Our apartment wasn’t big. But it was home, and we liked it. Close to the beach, which Jenson and I loved. He had nice friends, and was at a good school. Things were good.

I prayed for years that when he hit that teenage stage we wouldn’t have problems and so far it was okay. He wasn’t giving me any more attitude than he normally did. He still dressed nice. Not hipster, or like a punk. Just jeans, a shirt, or sometimes gym shorts.

I wasn’t ready for this. I don’t think many parents are. I guess I should just be thankful I don’t have a girl right now. I was a pure handful, so that would be karma hitting me.

A yawn took over my face, and I realized how tired I was. Work was killer, being on my feet all day, then coming home to make dinner, and clean up the house some. I wanted nothing more than to take a hot bath, with a bottle of something. I heard Jenson’s favorite movie coming from his room and knew he was settling in for the night, too.

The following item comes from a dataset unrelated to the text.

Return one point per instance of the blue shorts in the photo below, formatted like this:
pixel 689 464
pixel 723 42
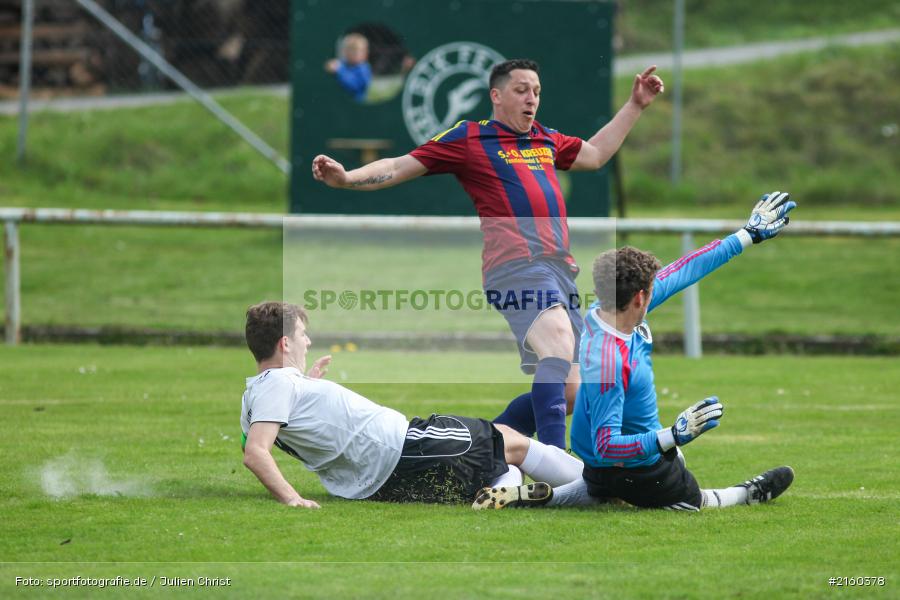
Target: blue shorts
pixel 521 290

Deciding to take that bath, and chill, I went into my room and changed my day’s clothes out for my robe. Before heading into the bathroom, I opened the cabinet beneath the kitchen sink and grabbed the bleach.

I couldn’t sit anywhere in there right now without at least wiping it down. God knows how long this has been going on, and what it would look like in there if I had a black light. I didn’t wanna know.

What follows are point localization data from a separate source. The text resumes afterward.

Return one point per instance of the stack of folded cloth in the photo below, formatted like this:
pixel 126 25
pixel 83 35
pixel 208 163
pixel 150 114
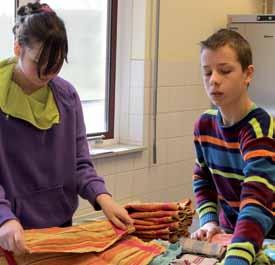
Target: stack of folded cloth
pixel 167 221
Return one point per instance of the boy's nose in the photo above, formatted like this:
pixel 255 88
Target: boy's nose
pixel 214 78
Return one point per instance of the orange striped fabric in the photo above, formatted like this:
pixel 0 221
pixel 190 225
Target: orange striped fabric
pixel 155 206
pixel 87 237
pixel 128 251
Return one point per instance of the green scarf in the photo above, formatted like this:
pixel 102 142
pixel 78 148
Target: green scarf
pixel 39 108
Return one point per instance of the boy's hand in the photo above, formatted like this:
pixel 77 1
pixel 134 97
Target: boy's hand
pixel 114 212
pixel 207 231
pixel 12 237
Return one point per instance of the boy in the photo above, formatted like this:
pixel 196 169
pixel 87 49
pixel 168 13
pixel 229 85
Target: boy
pixel 235 166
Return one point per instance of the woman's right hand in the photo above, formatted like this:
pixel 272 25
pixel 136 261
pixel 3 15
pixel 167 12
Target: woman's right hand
pixel 12 237
pixel 207 231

Once the tub was as clean as I could get it, I started the water and waited for the little shower tub to fill up. It didn’t take long; by the time I placed the cleaner under the sink and grabbed the bottle of tequila, it was about done.

I tried to fit as much of my five-foot-eight frame into the water as I could. It was either leave my top half out of the water and have my knees covered, or bend my knees and slouch to cover my chest with water.

At least I could take a bath in clean water. I had a cousin back in Rio de Janeiro that didn’t have that luxury. So I smiled, and took a sip from the bottle.

“You, take those men to the warehouse; I’ll find another way.” An all-too-familiar voice echoed under the door, bringing my thoughts back to work despite my best efforts.

Jenson’s favorite character was one that Joel had played. He watched the movie all the time. Tried to be like that character—heroic, athletic. He even asked if I could start prepping him meals so he could bulk up like Joel did in the movie. That lasted all of a week, when I told him he had to eat lots of healthy proteins and lift weights. One slice of pizza on our movie night, and he was a goner. It was hard to avoid the thoughts of Joel,with his voice playing in my house.

He was something else, and I kinda was starting to like our little game with each other. Still, I wouldn’t have sex with him. He was all Hollywood. With his good looks and charm he thought could get him anything. For the most part, it worked. I just wasn’t falling for it.

The tequila was making its way home in my veins, fooling me into believing the water was warmer than it was. I felt calm and cozy. Bed was calling my name now. Tomorrow was going to be another long day of fighting off Joel’s idiotic attempts to seduce me.